Unless the 1% difference turns into something significant in terms of the time the entire program takes to run, this looks like micro-optimization. I'd write the code that's the most readable/understandable and not worry about the 1% performance difference.

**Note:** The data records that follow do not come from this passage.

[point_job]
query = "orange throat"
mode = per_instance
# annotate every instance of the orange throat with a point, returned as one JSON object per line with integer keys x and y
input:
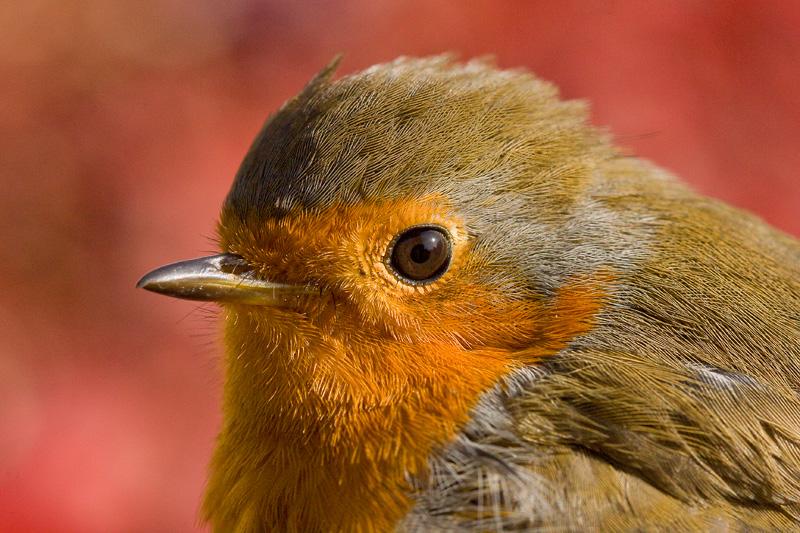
{"x": 321, "y": 434}
{"x": 321, "y": 437}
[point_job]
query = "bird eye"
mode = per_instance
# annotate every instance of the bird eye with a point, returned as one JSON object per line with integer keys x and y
{"x": 420, "y": 254}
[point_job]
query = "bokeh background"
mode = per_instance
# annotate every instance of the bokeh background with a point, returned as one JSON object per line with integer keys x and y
{"x": 123, "y": 122}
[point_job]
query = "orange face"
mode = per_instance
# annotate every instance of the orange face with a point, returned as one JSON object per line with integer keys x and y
{"x": 369, "y": 338}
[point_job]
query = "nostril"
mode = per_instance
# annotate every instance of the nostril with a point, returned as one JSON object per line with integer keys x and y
{"x": 234, "y": 264}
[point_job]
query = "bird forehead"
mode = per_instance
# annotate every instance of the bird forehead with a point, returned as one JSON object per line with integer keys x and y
{"x": 403, "y": 130}
{"x": 362, "y": 228}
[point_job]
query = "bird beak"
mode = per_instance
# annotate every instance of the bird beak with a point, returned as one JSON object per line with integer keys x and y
{"x": 219, "y": 278}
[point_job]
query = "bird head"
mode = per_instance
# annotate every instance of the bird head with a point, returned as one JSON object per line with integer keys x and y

除非 1% 的差异在整个程序运行的时间方面变得很重要,否则这看起来像是微优化。我会编写最易读/最易理解的代码,而不用担心 1% 的性能差异。

回答by Adam Neal

Atwood had a post kind of related to this about a month ago:

大约一个月前,阿特伍德有一篇与此相关的帖子:

http://www.codinghorror.com/blog/archives/001218.html

http://www.codinghorror.com/blog/archives/001218.html

回答by jalf

yes. If you do more than a couple of joins, it will be a lotfaster.

是的。如果您执行多个连接,速度会快很多

When you do a string.join, the runtime has to:

当您执行 string.join 时,运行时必须:

  1. Allocate memory for the resulting string
  2. copy the contents of the first string to the beginning of the output string
  3. copy the contents of the second string to the end of the output string.
  1. 为结果字符串分配内存
  2. 将第一个字符串的内容复制到输出字符串的开头
  3. 将第二个字符串的内容复制到输出字符串的末尾。

If you do two joins, it has to copy the data twice, and so on.

如果执行两次连接,则必须复制数据两次,依此类推。

StringBuilder allocates one buffer with space to spare, so data can be appended without having to copy the original string. As there is space left over in the buffer, the appended string can be written into the buffer directly. Then it just has to copy the entire string once, at the end.

StringBuilder 分配了一个有空闲空间的缓冲区,因此无需复制原始字符串即可追加数据。由于缓冲区有剩余空间,可以将附加的字符串直接写入缓冲区。然后它只需要在最后复制整个字符串一次。